~ If you are going to take a fall, now is the perfect time
My husband and some of our friends decided they wanted to go tubing on the river about an hour away from our house. I told them I obviously couldn't go and they begged me to change my mind, telling me I would be
fine on the calm little river. I called the doctor and she said the same, "no problem, go have fun, you'll be fine." So I didn't listen to my inner voice and relented.
Weellll, about 10 minutes into it, I fell out and got bounced over some rocks and freaked out. I sat in the tube for about another half hour, holding on in terror convinced that I'd damaged my unborn child. My husband finally suggested we climb up the river bank and get out. I agreed even though we weren't near the end of the river trip so the bus would not be waiting to take us back to the top. I decided it would be better to walk back than stay in the river. Once we climbed out, we had to walk through the town in just our bathing suits, which was majorly embarrassing. We stood on the street corner hoping to flag down one of the rafting busses, and we finally did.

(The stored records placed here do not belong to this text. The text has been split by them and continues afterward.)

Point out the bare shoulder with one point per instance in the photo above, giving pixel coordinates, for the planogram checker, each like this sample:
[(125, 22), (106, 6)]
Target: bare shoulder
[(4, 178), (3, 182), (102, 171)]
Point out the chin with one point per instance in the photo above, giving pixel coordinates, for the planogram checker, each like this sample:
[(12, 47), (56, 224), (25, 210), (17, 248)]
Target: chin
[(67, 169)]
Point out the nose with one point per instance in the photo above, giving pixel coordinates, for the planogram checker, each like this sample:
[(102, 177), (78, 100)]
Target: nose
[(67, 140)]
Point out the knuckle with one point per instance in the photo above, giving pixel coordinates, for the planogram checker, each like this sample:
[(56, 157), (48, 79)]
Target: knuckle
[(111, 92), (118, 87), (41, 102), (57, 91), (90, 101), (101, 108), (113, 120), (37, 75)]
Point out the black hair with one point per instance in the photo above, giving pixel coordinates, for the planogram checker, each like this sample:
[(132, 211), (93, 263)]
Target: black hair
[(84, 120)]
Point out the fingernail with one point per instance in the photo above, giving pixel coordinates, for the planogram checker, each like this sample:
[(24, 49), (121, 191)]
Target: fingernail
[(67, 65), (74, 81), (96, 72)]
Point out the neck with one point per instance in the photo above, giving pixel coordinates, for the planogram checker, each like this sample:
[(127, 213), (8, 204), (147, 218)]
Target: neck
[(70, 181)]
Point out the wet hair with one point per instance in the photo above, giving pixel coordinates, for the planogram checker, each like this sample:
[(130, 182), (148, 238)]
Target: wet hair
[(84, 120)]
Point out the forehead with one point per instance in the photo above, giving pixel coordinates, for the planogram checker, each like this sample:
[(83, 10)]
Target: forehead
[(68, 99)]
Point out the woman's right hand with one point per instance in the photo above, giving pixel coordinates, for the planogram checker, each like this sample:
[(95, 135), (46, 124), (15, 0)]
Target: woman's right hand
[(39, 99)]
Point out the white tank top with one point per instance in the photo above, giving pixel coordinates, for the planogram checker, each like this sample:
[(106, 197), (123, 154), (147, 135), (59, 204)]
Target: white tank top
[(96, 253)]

They took us back to the top, and I slept in the car until the rest of the group came back.
Two days later I started feeling a shooting pain on my lower right abdomen, and freaked out, sure that I'd hurt the baby. I immediately called the doctor and she said to come right in. She did an ultrasound and we saw the little heartbeat barely glimmering on the monitor, but there nonetheless, and the doctor said, "see the baby is fine, and besides that your pelvis is protecting the embryo right now so if you were going to take a fall, now is the perfect time."
What a relief, although I am sure that was just the first of many panic sessions. I really miss that joyful confident feeling I had while pregnant with Cecilia. The thought never once entered my mind that something could happen. My assumption was that a positive pregnancy test = baby in 9 months. I guess sometimes ignorance really is bliss.